The virtual population generated by \(GetGenerations()\) is stored in a data frame, which is a rectangular data structure. The data frame may be exported from R to a STATA or SPSS binary data format and saved at a desired location:
library(foreign)
path <- "" # or different path
foreign::write.dta(dataLH, paste (path,"dataLH.dta",sep=""))
with \(path\) the path of the directory in which the STATA file should be located. It the path is omitted, the file is saved in the working directory. The results of the simulation may also be saved as an SPSS file:
foreign::write.foreign(dataLH,
paste (path,"dataLH.txt",sep=""),
paste (path,"dataLH.sps",sep=""), package="SPSS")
The function creates a text file and an SPSS program to read it. The functions \(write.dta\) and \(write.foreign\) are functions of the package \(foreign\). An alternative is to use the \(write\_tda\) and \(write\_sav\) functions of the haven package, which is part of the tidyverse collection of R packages.

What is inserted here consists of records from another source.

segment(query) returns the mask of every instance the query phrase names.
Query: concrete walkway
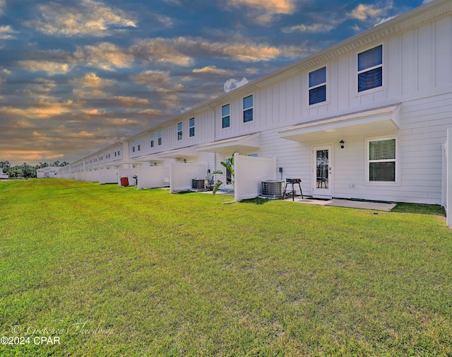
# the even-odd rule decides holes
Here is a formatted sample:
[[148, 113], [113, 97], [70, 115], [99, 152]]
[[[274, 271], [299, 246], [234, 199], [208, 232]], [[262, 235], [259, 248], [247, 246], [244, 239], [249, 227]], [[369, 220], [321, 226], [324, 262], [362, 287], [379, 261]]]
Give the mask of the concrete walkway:
[[[292, 201], [292, 197], [285, 201]], [[295, 197], [295, 202], [308, 204], [319, 204], [321, 206], [335, 206], [337, 207], [348, 207], [351, 209], [373, 209], [374, 211], [389, 211], [396, 206], [396, 204], [371, 202], [369, 201], [355, 201], [351, 199], [332, 199], [328, 200], [316, 199], [306, 197]]]

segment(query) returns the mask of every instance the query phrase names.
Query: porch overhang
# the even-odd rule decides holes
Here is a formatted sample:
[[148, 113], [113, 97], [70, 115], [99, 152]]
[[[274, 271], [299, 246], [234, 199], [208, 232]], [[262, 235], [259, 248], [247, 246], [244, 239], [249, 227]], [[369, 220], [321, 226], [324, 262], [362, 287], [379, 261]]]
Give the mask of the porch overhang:
[[160, 158], [183, 158], [186, 157], [194, 157], [198, 156], [198, 153], [196, 150], [196, 146], [188, 146], [186, 148], [177, 148], [175, 150], [170, 150], [169, 151], [163, 151], [155, 154], [155, 156]]
[[141, 156], [140, 158], [136, 158], [135, 160], [138, 163], [161, 163], [165, 159], [160, 158], [156, 153], [151, 153], [150, 155], [145, 155], [144, 156]]
[[280, 137], [295, 141], [374, 134], [400, 128], [400, 104], [338, 115], [300, 124], [279, 131]]
[[261, 133], [219, 140], [213, 143], [199, 145], [198, 151], [232, 155], [232, 153], [249, 153], [261, 147]]

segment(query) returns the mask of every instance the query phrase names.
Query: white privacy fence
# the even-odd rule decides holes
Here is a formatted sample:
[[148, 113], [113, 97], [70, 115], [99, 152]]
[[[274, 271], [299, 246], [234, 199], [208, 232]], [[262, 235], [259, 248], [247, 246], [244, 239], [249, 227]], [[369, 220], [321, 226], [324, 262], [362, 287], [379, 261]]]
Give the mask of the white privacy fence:
[[195, 178], [206, 178], [206, 163], [171, 163], [170, 184], [171, 193], [188, 191], [191, 189], [191, 180]]
[[234, 154], [235, 201], [252, 199], [262, 194], [262, 181], [276, 179], [276, 158], [240, 156]]
[[163, 187], [165, 179], [170, 177], [170, 168], [165, 166], [138, 166], [138, 189]]
[[93, 171], [91, 171], [91, 182], [99, 182], [99, 170], [93, 170]]
[[[449, 209], [452, 209], [452, 129], [447, 130], [447, 141], [444, 145], [443, 155], [443, 185], [442, 204], [446, 209], [446, 223], [448, 227], [452, 226], [452, 214], [449, 214]], [[452, 211], [452, 209], [451, 209]]]

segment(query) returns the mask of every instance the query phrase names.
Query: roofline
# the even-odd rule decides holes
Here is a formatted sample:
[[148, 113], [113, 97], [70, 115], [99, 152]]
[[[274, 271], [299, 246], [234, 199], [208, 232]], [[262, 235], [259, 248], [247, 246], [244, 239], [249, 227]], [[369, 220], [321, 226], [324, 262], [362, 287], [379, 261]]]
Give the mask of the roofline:
[[[429, 13], [426, 16], [424, 13], [427, 12], [429, 12]], [[278, 82], [290, 78], [294, 74], [304, 73], [311, 68], [319, 66], [331, 60], [331, 59], [356, 50], [362, 46], [379, 41], [387, 37], [388, 35], [395, 35], [403, 33], [420, 23], [431, 22], [434, 19], [446, 16], [448, 13], [451, 12], [452, 12], [452, 1], [451, 0], [433, 0], [424, 5], [420, 5], [395, 18], [376, 25], [371, 28], [369, 28], [327, 48], [299, 59], [294, 63], [285, 66], [280, 69], [264, 75], [230, 92], [201, 103], [186, 112], [170, 117], [165, 122], [160, 122], [155, 127], [148, 127], [145, 130], [128, 137], [123, 140], [121, 144], [134, 139], [138, 139], [143, 135], [155, 131], [159, 128], [163, 127], [164, 124], [183, 120], [188, 117], [196, 116], [197, 113], [204, 111], [206, 109], [213, 110], [213, 108], [219, 104], [228, 102], [228, 98], [232, 99], [247, 94], [251, 94], [256, 90], [265, 88], [272, 83]], [[114, 145], [112, 146], [114, 146]], [[109, 147], [110, 146], [107, 146], [107, 148]], [[107, 148], [100, 149], [83, 158], [95, 155], [97, 153], [106, 150], [106, 148]]]

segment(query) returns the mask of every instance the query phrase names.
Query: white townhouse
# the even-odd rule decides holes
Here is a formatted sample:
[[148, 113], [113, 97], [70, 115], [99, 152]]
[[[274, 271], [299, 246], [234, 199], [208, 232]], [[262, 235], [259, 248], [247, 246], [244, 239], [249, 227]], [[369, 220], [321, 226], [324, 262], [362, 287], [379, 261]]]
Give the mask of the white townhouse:
[[0, 168], [0, 180], [7, 180], [9, 178], [9, 175], [3, 172], [3, 168]]
[[[252, 183], [236, 199], [257, 196], [263, 180], [297, 177], [307, 196], [446, 206], [451, 129], [452, 0], [434, 0], [83, 158], [71, 172], [112, 161], [117, 146], [116, 168], [134, 169], [138, 188], [165, 179], [184, 187], [180, 176], [203, 178], [236, 152], [235, 189]], [[140, 187], [154, 174], [158, 180]]]

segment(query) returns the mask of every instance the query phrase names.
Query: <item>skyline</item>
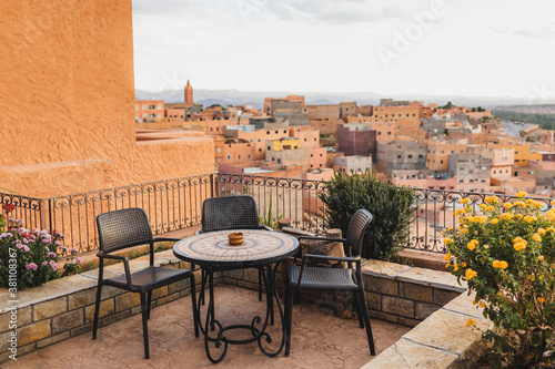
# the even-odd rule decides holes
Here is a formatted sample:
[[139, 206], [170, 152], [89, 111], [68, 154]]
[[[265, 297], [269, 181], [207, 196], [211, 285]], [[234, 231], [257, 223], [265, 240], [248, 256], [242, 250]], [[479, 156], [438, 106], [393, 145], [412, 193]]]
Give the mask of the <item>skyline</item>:
[[555, 101], [555, 4], [133, 0], [135, 88]]

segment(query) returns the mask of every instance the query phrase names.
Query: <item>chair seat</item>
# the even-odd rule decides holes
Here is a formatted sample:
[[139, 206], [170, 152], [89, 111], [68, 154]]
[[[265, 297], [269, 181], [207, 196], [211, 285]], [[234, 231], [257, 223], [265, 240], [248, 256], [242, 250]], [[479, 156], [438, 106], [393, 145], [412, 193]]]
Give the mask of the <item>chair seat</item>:
[[[301, 266], [293, 265], [290, 268], [291, 283], [299, 283]], [[342, 268], [320, 268], [304, 267], [301, 289], [356, 289], [356, 285], [351, 277], [351, 269]]]
[[[180, 280], [192, 274], [191, 270], [182, 270], [175, 268], [148, 267], [145, 269], [131, 274], [131, 284], [138, 290], [150, 290], [172, 281]], [[128, 281], [125, 275], [105, 279], [107, 285], [113, 285], [127, 289]]]

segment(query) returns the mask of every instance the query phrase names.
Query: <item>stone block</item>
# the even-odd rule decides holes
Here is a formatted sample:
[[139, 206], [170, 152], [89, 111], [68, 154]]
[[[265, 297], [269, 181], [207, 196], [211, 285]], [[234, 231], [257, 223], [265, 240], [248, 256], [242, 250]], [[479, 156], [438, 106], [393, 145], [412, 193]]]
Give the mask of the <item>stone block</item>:
[[133, 306], [141, 305], [141, 295], [135, 293], [127, 293], [115, 296], [115, 311], [123, 311], [132, 308]]
[[382, 295], [372, 293], [365, 293], [364, 295], [366, 297], [366, 305], [369, 309], [377, 311], [382, 310]]
[[434, 289], [432, 287], [411, 284], [406, 281], [401, 281], [398, 284], [398, 287], [400, 287], [400, 293], [398, 293], [400, 297], [424, 303], [434, 301]]
[[97, 288], [89, 288], [68, 296], [68, 307], [70, 311], [94, 304], [95, 301], [97, 301]]
[[68, 298], [65, 296], [54, 298], [33, 306], [33, 321], [51, 318], [68, 311]]
[[[17, 318], [17, 326], [22, 327], [31, 322], [31, 307], [24, 307], [16, 310], [14, 317]], [[0, 331], [7, 331], [10, 329], [10, 321], [12, 318], [11, 310], [0, 315]]]
[[420, 320], [398, 317], [398, 324], [407, 327], [416, 327], [420, 324]]
[[385, 321], [391, 321], [391, 322], [397, 322], [398, 317], [396, 315], [391, 315], [382, 311], [375, 311], [375, 310], [369, 310], [369, 315], [371, 318], [380, 319], [380, 320], [385, 320]]
[[414, 301], [398, 297], [383, 296], [382, 311], [414, 318]]
[[107, 318], [102, 319], [102, 326], [111, 325], [112, 322], [128, 318], [130, 315], [131, 315], [130, 310], [124, 310], [118, 314], [110, 315]]
[[52, 335], [82, 326], [84, 322], [84, 309], [65, 312], [52, 318]]
[[[49, 337], [50, 335], [50, 319], [21, 327], [18, 329], [18, 347], [36, 342], [40, 339]], [[0, 342], [0, 345], [3, 345], [3, 341]]]
[[[433, 368], [443, 369], [457, 359], [452, 352], [433, 349], [401, 338], [361, 369]], [[450, 367], [451, 368], [451, 367]]]
[[[101, 326], [102, 326], [102, 320], [99, 321], [99, 327]], [[92, 331], [92, 322], [81, 327], [77, 327], [75, 329], [71, 329], [71, 337], [87, 334], [88, 331]]]
[[[462, 355], [482, 334], [475, 327], [466, 327], [468, 316], [440, 309], [411, 329], [404, 338], [421, 345]], [[491, 321], [475, 319], [476, 327], [488, 329]]]
[[50, 336], [48, 338], [41, 339], [40, 341], [37, 342], [37, 348], [43, 348], [50, 345], [54, 345], [57, 342], [63, 341], [64, 339], [68, 339], [70, 337], [70, 332], [65, 331], [60, 335], [56, 336]]
[[366, 275], [364, 276], [364, 290], [369, 293], [397, 296], [398, 286], [396, 280]]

Note that decimal dates can be converted quite easily to calendar date format. The Comprehensive R Archive Network (CRAN) has several packages with functions to perform operations on dates. The package lubridate is one of them. It is part of the tidyverse collection of R packages. The \(date\_decimal\) function of the lubridate package converts a decimal date into a calendar date. R’s format function is used to obtain a calendar date in a desired format. The call function is
format(lubridate::date_decimal(2019.409), "%Y-%m-%d")
#> [1] "2019-05-30"
The calendar date is May 30th 2019. For a discussion of dates in demographic research, see Willekens (2013).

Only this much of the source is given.